As shown in FIGS. 4 to 6, the optical waveguide device of the present invention has an optical waveguide 5 formed on a substrate 4 and an optical waveguide having a junction part where the optical waveguide branches or joins at least a part of the optical waveguide. In the device, the merging / branching portion is configured such that N optical waveguides 51 merge and branch to M optical waveguides (53, 54) that are larger than N, and the N optical waveguides and At the position where the M optical waveguides are directly connected, the overall width W1 of the N optical waveguides is smaller than the overall width W2 of the M optical waveguides, and the outer contour of the optical waveguide at the connection position. Is characterized in that discontinuous steps are formed.

As a substrate used for the optical waveguide device of the present invention, for example, a material having an electro-optic effect such as lithium niobate, lithium tantalate, PLZT (lead lanthanum zirconate titanate) can be used. is there. Further, a quartz substrate used for a planar lightwave circuit (PLC), or a material such as a polymer or a semiconductor can be used.

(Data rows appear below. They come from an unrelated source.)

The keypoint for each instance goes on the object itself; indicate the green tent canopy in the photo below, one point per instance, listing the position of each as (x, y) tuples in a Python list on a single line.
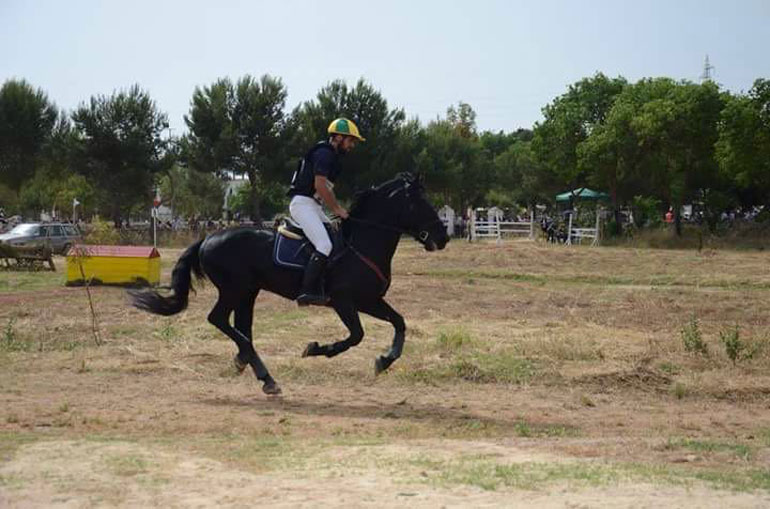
[(583, 193)]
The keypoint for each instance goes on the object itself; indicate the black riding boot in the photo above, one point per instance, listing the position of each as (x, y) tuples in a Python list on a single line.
[(311, 292)]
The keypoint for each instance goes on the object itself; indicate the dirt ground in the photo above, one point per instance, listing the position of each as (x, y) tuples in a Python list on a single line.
[(533, 376)]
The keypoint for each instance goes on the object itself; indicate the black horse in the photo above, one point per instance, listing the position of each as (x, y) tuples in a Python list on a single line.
[(240, 263)]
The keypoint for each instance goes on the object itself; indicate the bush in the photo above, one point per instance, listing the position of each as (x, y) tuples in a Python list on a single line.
[(102, 233), (692, 338)]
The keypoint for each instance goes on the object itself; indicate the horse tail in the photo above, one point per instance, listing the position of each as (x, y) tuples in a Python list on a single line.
[(181, 284)]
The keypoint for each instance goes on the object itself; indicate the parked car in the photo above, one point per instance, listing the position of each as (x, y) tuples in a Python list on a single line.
[(58, 236)]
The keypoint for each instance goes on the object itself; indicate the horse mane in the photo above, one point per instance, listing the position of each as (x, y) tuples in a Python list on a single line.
[(361, 198)]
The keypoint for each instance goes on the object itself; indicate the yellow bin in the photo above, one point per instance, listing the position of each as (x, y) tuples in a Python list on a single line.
[(113, 265)]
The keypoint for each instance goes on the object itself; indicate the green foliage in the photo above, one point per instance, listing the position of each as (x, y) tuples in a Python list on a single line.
[(272, 199), (692, 338), (117, 146), (652, 144), (191, 193), (101, 232), (647, 211), (738, 349), (743, 147), (52, 190), (27, 122), (734, 347), (238, 128)]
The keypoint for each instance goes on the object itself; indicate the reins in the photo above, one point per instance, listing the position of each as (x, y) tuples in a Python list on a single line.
[(422, 236)]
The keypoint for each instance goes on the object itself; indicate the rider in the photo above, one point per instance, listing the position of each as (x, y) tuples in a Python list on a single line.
[(311, 186)]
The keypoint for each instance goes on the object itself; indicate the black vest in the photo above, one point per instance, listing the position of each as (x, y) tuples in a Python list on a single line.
[(322, 159)]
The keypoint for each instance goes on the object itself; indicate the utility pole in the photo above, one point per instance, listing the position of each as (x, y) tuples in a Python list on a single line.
[(707, 70)]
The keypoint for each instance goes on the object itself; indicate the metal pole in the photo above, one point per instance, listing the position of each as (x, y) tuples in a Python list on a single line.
[(154, 227)]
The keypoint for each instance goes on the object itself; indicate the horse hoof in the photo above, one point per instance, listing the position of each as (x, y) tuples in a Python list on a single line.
[(378, 366), (239, 366), (311, 349), (271, 389)]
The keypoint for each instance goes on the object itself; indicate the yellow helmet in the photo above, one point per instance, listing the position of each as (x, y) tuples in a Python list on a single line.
[(345, 127)]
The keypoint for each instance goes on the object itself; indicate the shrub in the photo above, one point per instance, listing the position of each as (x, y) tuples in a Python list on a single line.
[(692, 338)]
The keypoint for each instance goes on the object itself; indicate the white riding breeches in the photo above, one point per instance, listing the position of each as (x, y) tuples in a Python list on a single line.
[(309, 215)]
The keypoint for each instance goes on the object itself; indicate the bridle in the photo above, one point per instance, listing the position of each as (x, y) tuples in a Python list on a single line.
[(420, 233)]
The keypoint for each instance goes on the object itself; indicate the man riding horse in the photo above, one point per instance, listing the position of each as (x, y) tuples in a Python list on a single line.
[(311, 186)]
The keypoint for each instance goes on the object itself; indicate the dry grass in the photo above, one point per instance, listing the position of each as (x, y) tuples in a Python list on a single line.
[(574, 353)]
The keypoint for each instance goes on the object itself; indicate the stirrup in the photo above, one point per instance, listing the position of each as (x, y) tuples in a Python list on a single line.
[(307, 299)]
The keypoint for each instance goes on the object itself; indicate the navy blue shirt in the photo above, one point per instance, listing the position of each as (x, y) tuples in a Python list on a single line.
[(322, 160)]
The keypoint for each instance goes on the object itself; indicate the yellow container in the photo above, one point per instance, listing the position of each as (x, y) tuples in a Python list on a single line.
[(113, 265)]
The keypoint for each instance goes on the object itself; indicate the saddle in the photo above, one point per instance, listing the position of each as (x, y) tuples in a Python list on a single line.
[(293, 249)]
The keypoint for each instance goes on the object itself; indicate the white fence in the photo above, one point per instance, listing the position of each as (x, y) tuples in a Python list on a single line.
[(495, 228)]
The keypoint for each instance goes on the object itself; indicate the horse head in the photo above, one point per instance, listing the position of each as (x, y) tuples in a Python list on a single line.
[(401, 205)]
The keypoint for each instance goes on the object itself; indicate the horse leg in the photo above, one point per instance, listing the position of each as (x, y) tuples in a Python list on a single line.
[(244, 318), (349, 316), (382, 310), (220, 318)]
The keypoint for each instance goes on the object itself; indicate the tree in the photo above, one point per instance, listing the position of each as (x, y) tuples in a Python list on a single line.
[(239, 129), (678, 131), (455, 164), (191, 193), (743, 146), (569, 120), (27, 120), (118, 147)]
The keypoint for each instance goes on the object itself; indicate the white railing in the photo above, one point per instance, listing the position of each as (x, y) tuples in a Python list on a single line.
[(496, 229)]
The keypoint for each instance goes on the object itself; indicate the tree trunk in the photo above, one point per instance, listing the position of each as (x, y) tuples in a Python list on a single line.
[(254, 198), (615, 205)]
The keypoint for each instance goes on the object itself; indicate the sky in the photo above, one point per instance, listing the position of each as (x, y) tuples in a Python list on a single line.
[(507, 59)]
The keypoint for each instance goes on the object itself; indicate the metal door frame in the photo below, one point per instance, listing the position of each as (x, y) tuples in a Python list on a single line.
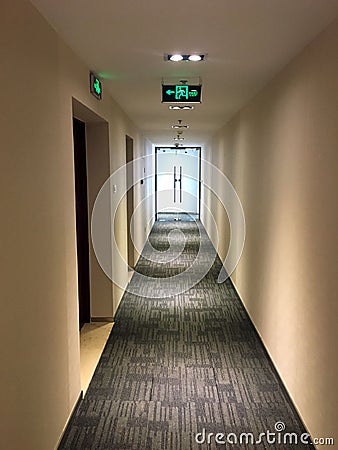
[(199, 172)]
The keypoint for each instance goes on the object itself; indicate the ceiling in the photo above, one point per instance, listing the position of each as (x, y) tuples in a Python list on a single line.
[(246, 41)]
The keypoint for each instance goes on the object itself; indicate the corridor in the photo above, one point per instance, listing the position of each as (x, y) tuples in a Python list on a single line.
[(177, 365), (114, 114)]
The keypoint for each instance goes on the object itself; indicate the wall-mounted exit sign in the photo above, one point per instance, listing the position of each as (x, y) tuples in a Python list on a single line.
[(181, 93), (95, 86)]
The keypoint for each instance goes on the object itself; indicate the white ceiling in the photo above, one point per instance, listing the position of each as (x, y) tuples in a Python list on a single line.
[(246, 41)]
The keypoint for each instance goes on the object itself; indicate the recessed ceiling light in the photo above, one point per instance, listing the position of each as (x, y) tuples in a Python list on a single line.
[(175, 57), (181, 107), (178, 57), (179, 126), (195, 58)]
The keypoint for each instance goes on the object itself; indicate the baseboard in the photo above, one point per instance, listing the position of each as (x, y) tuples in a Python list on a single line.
[(101, 319), (69, 419)]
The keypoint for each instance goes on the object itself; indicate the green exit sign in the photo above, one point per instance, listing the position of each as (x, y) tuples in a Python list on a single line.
[(95, 86), (181, 93)]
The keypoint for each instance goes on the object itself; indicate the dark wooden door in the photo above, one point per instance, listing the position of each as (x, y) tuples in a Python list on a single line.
[(82, 235)]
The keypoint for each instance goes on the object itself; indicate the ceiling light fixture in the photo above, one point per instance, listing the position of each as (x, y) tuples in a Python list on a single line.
[(179, 125), (195, 58), (187, 107), (176, 57)]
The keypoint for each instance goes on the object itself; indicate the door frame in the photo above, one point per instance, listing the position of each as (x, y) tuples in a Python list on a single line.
[(199, 149)]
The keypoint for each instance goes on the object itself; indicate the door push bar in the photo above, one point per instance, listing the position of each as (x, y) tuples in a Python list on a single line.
[(180, 181)]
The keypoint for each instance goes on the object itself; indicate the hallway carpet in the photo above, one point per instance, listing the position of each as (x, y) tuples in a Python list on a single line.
[(180, 365)]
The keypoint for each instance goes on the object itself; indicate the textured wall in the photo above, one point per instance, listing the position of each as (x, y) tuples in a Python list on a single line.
[(280, 152)]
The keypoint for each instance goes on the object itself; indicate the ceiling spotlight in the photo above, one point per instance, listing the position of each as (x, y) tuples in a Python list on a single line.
[(175, 57), (179, 137), (195, 58), (181, 107), (179, 125)]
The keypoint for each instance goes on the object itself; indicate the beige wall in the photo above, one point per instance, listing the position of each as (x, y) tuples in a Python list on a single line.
[(281, 154), (40, 376)]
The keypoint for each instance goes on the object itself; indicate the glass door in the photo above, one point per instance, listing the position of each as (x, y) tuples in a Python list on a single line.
[(177, 180)]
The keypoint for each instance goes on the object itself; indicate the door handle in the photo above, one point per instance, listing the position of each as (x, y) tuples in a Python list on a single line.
[(175, 184)]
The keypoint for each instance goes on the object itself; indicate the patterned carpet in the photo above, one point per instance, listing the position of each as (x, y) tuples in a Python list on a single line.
[(178, 365)]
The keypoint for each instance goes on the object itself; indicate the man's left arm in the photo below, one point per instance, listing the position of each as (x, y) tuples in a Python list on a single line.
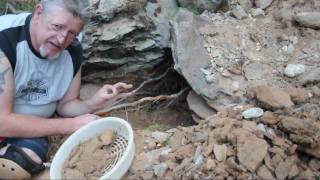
[(71, 105)]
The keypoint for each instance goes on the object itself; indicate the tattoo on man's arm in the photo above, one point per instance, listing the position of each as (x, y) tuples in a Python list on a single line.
[(2, 80)]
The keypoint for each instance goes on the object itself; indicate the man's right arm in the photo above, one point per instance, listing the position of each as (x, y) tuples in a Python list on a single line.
[(17, 125)]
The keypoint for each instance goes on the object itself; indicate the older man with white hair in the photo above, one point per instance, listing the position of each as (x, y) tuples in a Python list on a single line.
[(40, 74)]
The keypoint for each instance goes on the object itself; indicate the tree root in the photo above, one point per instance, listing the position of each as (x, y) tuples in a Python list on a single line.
[(143, 100)]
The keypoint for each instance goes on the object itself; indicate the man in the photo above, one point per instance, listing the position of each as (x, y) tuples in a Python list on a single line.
[(40, 74)]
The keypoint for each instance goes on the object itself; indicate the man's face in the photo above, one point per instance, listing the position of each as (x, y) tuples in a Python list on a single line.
[(55, 31)]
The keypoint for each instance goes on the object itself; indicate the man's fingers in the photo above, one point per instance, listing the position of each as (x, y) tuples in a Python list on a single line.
[(109, 90)]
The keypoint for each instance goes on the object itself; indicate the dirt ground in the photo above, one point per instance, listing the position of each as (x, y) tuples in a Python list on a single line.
[(282, 143)]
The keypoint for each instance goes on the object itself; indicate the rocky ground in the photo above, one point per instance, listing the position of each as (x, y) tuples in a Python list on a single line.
[(253, 71), (255, 96)]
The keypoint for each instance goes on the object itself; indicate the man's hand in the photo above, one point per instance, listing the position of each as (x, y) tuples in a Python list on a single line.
[(110, 93)]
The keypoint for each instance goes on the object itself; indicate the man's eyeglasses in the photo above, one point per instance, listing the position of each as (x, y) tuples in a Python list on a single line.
[(61, 30)]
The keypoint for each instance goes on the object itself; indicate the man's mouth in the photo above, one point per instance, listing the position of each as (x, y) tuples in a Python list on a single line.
[(55, 45)]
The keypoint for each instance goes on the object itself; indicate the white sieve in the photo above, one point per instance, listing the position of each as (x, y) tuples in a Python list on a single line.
[(122, 148)]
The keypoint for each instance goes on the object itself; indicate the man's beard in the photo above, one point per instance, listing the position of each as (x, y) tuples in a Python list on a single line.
[(43, 53)]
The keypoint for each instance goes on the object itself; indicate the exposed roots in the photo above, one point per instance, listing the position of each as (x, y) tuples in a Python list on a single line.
[(141, 101)]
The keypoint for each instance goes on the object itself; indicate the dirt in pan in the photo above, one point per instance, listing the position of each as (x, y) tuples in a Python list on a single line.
[(92, 158)]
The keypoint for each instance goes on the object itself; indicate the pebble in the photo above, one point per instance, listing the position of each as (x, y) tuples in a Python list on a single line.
[(293, 70), (252, 113)]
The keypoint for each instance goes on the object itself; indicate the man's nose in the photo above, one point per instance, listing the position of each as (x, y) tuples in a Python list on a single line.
[(62, 37)]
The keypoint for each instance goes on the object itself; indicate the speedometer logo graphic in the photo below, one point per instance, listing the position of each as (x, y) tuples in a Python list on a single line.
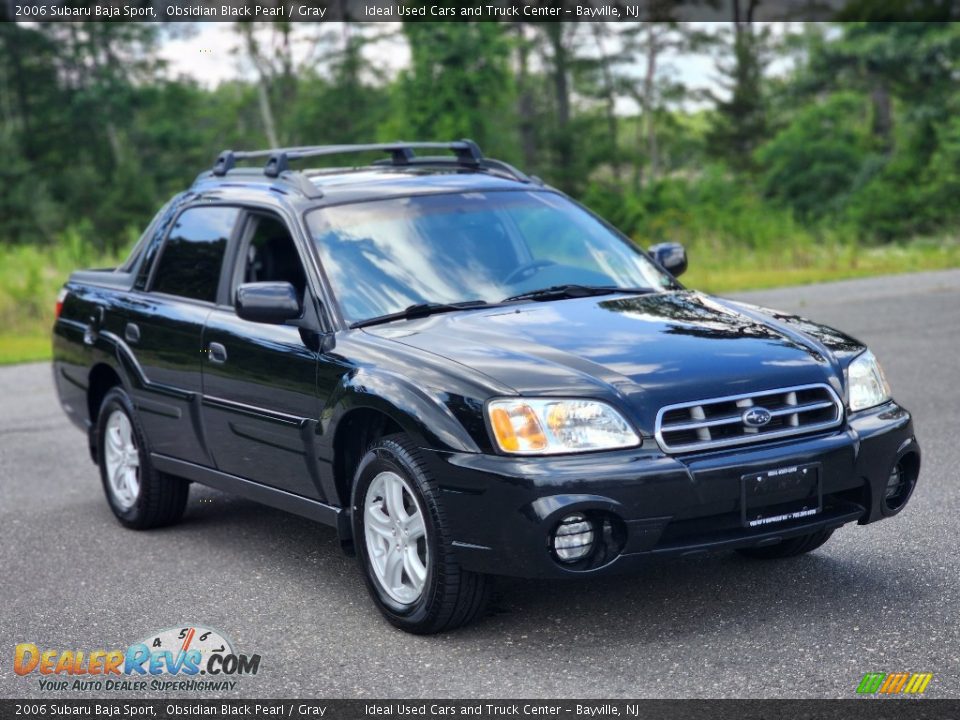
[(180, 640)]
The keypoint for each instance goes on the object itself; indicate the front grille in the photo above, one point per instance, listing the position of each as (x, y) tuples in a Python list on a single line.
[(719, 422)]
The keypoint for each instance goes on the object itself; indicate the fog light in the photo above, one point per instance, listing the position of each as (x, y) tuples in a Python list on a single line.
[(894, 482), (573, 538)]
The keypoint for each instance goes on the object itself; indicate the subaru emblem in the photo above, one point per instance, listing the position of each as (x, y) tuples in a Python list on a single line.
[(756, 417)]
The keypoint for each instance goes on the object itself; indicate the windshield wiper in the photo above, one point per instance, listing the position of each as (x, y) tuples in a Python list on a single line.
[(422, 310), (556, 292)]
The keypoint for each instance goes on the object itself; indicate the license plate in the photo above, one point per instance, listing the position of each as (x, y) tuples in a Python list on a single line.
[(781, 494)]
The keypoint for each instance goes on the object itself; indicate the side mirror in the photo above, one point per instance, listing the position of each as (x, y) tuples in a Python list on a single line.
[(672, 256), (268, 302)]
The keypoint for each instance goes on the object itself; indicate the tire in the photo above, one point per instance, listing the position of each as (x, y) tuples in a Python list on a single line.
[(788, 548), (140, 496), (430, 593)]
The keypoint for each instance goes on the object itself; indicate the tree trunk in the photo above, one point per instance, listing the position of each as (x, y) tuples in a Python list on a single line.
[(561, 95), (882, 114), (613, 127), (649, 101), (525, 102)]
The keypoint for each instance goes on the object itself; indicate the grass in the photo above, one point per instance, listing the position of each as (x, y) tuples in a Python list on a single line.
[(30, 277), (719, 270)]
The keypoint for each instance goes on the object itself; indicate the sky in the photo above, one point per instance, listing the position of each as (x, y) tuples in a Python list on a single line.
[(206, 51)]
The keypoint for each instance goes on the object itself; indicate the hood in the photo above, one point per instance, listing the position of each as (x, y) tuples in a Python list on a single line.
[(642, 352)]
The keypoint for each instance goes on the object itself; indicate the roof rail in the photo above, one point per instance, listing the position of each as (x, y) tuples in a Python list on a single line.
[(401, 153)]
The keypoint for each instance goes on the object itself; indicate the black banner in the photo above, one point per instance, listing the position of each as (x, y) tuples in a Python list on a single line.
[(854, 709), (468, 10)]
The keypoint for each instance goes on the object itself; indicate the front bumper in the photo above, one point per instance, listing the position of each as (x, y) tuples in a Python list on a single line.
[(502, 510)]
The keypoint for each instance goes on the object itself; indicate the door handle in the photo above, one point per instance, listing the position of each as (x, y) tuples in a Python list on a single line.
[(217, 353)]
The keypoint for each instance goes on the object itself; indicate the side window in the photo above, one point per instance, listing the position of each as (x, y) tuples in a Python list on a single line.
[(192, 256), (271, 256)]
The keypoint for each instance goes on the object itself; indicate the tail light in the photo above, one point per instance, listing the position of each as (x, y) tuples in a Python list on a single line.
[(61, 296)]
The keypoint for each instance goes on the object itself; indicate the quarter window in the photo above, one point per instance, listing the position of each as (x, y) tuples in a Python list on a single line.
[(192, 257)]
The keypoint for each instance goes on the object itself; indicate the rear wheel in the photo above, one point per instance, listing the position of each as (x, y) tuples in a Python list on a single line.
[(404, 543), (788, 548), (140, 496)]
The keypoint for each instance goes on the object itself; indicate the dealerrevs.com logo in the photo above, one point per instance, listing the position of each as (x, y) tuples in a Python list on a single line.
[(190, 658), (894, 683)]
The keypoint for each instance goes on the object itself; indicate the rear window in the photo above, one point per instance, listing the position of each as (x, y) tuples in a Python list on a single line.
[(192, 256)]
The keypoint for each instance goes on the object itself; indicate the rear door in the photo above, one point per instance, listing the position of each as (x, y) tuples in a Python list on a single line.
[(260, 404), (163, 327)]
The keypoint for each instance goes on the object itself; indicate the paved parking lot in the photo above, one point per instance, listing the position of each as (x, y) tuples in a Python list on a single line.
[(880, 598)]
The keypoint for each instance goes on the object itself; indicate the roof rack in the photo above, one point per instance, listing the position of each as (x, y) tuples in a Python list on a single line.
[(467, 155)]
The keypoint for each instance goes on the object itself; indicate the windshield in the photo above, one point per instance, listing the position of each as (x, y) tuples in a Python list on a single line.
[(384, 256)]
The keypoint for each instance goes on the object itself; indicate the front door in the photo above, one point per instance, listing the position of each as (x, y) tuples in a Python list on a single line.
[(260, 401)]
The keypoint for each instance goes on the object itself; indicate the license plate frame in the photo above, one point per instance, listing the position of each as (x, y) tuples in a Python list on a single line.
[(781, 494)]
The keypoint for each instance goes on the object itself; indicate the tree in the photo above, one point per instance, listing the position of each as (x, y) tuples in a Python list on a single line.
[(740, 124), (458, 84)]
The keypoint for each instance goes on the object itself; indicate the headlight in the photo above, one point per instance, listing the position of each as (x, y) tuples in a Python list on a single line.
[(866, 383), (524, 426)]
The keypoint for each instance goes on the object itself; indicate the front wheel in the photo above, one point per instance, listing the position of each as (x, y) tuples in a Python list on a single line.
[(404, 543), (140, 496), (788, 548)]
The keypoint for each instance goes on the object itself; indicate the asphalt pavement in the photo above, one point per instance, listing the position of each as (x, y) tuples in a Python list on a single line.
[(880, 598)]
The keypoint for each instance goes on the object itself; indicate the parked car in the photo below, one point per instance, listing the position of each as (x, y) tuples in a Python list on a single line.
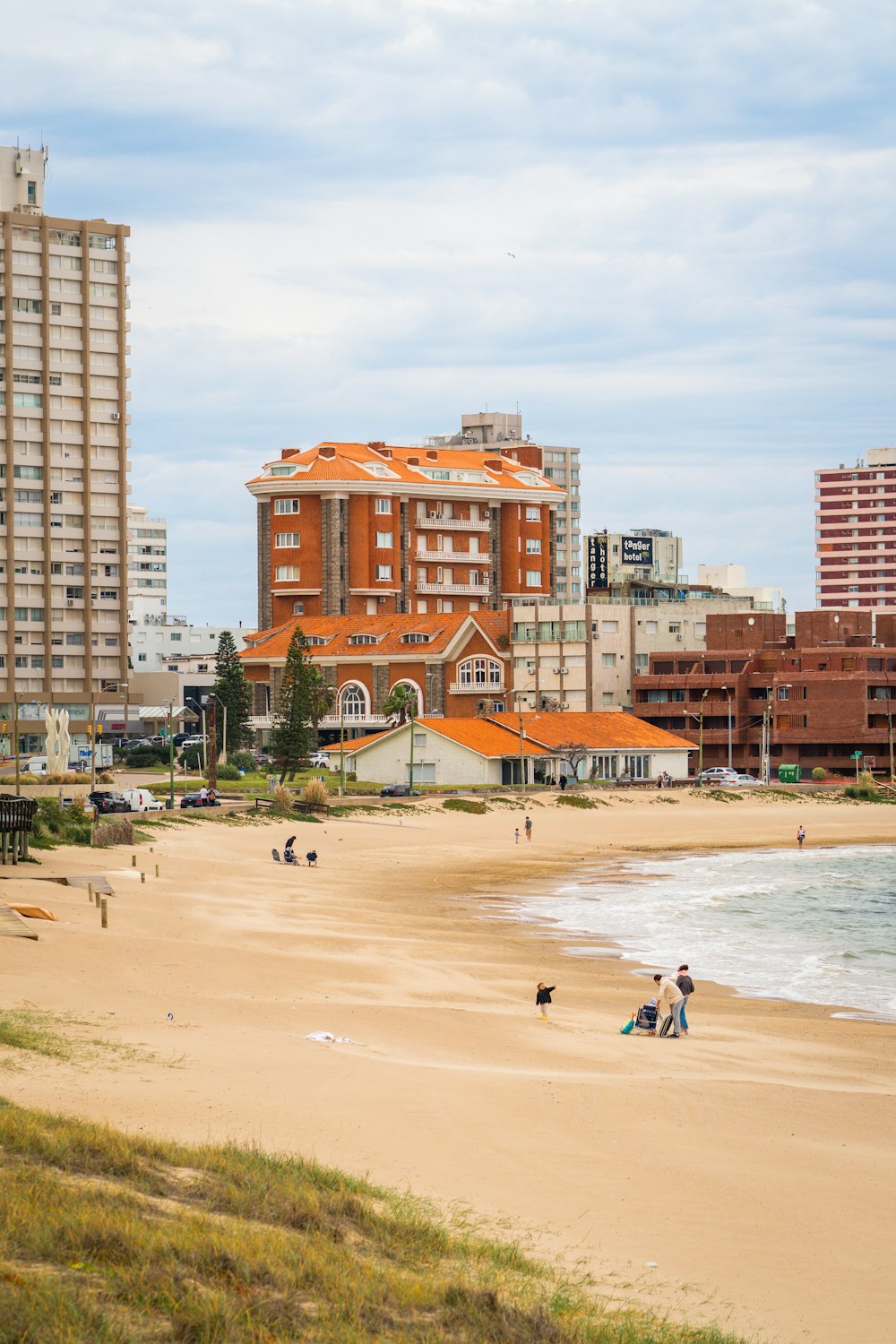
[(142, 800), (719, 774), (107, 800), (194, 800)]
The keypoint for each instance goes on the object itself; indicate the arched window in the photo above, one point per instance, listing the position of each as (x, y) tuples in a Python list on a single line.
[(352, 702), (479, 672)]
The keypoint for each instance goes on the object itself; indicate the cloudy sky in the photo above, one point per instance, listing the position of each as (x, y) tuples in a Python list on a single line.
[(700, 199)]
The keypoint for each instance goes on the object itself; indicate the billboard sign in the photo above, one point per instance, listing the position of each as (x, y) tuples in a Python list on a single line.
[(637, 550), (598, 566)]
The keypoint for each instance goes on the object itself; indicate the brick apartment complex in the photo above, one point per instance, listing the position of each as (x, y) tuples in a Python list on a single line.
[(831, 688), (371, 529), (457, 664), (856, 532), (64, 443)]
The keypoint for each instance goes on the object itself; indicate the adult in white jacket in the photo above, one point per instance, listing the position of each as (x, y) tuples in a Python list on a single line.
[(669, 996)]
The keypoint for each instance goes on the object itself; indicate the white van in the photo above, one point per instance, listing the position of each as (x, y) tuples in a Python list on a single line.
[(142, 800)]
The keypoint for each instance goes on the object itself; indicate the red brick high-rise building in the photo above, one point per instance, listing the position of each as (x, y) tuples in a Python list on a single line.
[(371, 529), (856, 532)]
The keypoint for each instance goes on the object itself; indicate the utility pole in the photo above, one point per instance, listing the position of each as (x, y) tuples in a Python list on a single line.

In addition, the present invention can be particularly preferably applied to an optical waveguide device using a thin plate having a substrate thickness of 20 μm or less. This is because the thin plate itself functions as a slab type optical waveguide, and confinement by the optical waveguide is weakened.

The optical waveguide used in the present invention is formed by a method of forming a portion higher than the refractive index of the substrate on the surface of the substrate, such as a thermal diffusion method using Ti or the proton exchange method, or forming a ridge or rib on the substrate. In addition, a method of forming a convex optical waveguide or the like can be employed.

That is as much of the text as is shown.